Dalam sinopsis yang dibagikan kepada penonton, tertulis bahwa Ditunggu Godot mengungkapkan perjalanan dua orang tokoh, laki-laki dan perempuan yang sedang ditunggu Dogot. Dalam perjalanan mereka terlibat dalam dialog dan konflik tentang urgensi perjalanan mereka. Dalam perdebatan tersebut terlintas pernyataan bahwa apa dan siapa Dogot menjadi tidak penting, sekurangnya dibanding usaha yang harus segera dijalankan untuk sampai di tempat pada waktu yang tepat.

Komunitas Hitam Putih menawarkan bentuk pemanggungan yang tidak biasa, yaitu dengan mengambil konsep stage on stage (panggung di atas panggung). Di atas panggung – dalam arti bidang atau ruang yang tetap — dihadirkan panggung lain yang dapat bergerak (berputar). Hal ini dimaksudkan untuk mengakomodasi pendekatan un-blocking, di mana pergulatan di atas panggung tidak hanya ditentukan oleh movement para pemain, melainkan terutama oleh perputaran panggung.

Property utama dari pertunjukan ini adalah sebuah sepeda kayuh yang ditempatkan di tengah-tengah panggung. Dua orang pemain yang terdiri dari tokoh Laki-laki (Rudyaso) dan Perempuan (Eliza) berkutat dengan kemungkinan visual menggunakan sepeda tersebut, dalam upaya menyaran pada perjalanan. Di bagian belakang panggung dipasang layar untuk tayangan multimedia, dalam rangka mencapai atmosfir dramatik dari suatu perjalanan yang amat jauh, berliku-liku dan melelahkan.

Pertunjukan ini sangat menarik dari konsep pemanggungan dan visual pertunjukan. Dimainkan selama kurang-lebih 60 menit, penonton disuguhi oleh perubahan visual yang kaya, diantar untuk mencapai imaji dari pergulatan para pemain dengan cara yang sensasional dan tak terduga. Sayang sekali bahwa para pemain masih memiliki kendala dengan penguasaan teknik pemeranan, sehingga dialog – yang seharusnya terasa dalam, sulit dan pelik – menjadi sekedar hapalan yang tidak mengisyaratkan makna apa-apa.

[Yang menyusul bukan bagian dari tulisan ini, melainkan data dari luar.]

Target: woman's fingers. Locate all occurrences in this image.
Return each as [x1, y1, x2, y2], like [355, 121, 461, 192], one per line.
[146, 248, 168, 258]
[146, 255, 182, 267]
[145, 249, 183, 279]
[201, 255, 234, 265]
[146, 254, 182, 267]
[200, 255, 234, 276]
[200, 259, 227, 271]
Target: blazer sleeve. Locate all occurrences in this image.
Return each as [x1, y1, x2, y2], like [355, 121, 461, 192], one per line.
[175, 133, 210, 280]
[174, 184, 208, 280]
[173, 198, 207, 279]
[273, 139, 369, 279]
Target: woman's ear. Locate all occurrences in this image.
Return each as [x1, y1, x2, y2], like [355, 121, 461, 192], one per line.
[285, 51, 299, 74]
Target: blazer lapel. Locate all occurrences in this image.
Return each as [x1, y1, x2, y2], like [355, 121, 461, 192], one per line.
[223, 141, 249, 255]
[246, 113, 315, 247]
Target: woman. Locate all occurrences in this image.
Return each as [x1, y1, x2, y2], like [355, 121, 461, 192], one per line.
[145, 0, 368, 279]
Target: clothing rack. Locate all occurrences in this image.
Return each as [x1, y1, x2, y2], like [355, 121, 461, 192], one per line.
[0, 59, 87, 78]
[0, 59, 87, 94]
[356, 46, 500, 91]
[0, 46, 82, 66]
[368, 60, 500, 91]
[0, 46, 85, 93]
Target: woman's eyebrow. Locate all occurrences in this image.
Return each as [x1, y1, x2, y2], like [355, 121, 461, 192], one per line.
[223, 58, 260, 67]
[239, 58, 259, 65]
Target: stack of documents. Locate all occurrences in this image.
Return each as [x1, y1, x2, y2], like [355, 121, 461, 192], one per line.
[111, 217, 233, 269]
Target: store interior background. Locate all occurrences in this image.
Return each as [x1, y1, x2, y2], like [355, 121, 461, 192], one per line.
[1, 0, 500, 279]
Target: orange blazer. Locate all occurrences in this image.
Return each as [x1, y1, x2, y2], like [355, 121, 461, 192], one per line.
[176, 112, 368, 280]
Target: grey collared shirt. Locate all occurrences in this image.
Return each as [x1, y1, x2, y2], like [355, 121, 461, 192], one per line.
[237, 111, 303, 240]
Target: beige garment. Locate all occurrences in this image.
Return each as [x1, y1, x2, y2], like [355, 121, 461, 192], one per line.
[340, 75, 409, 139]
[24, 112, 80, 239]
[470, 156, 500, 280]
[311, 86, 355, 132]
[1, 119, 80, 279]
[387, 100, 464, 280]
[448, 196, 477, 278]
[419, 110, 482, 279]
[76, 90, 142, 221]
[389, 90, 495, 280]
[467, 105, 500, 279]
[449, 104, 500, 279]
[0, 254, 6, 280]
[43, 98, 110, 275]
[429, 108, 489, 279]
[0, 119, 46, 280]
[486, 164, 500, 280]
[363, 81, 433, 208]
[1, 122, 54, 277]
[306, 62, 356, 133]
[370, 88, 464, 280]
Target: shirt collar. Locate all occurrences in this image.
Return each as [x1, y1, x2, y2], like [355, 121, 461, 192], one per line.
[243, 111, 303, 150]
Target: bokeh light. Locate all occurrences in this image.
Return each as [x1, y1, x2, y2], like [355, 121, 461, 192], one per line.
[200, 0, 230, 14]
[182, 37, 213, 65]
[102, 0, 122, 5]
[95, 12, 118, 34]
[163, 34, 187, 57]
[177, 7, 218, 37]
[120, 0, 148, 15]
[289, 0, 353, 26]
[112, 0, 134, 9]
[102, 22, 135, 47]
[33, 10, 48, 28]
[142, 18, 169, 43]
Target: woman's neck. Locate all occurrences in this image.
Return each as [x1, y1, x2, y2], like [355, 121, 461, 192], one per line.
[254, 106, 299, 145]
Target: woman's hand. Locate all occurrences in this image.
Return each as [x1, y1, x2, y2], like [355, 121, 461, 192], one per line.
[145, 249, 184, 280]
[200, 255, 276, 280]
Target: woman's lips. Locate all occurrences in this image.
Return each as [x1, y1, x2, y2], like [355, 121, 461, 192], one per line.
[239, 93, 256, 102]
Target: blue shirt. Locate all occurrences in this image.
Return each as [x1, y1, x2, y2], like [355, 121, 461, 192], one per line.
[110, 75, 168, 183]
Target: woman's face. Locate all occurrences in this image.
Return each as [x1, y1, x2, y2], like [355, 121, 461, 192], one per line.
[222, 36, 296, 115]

Mencermati pertunjukan dari awal hingga akhir, terkesan bahwa sutradara lebih asyik untuk menjelajahi berbagai kemungkinan bentuk ketimbang mengantar para pemain untuk sampai pada capaian tertentu dalam pemeranannya. Alhasil, esensi dari pertunjukan menjadi kabur oleh permainan yang monoton dan tidak berjiwa. Hal ini juga nampak dari komentar dan kritik penonton dalam diskusi sehabis pertunjukan, yang dihadiri oleh cukup banyak pekerja dan tokoh-tokoh teater Jakarta. Tentu saja tanpa menutup kenyataan bahwa Komunitas Hitam Putih telah berhasil memberi suguhan yang cukup segar dan inspiratif.

Patut dicatat bahwa pertunjukan ini menggunakan konsep pemanggungan yang merupakan adaptasi dari pola teater randai dari Minangkabau. Hal ini diwujudkan dengan menempatkan unsur galombang dan pelaku galombang sebagai faktor yang menentukan, bukan saja pergantian waktu dan tempat, bahkan barangkali juga nasib manusia. Sebuah upaya mengaktualisasi khasanah tradisi yang banyak dilakukan orang, dengan amat sedikit yang berhasil mencapai. Kurniasih Zaitun salah satu dari yang sedikit itu.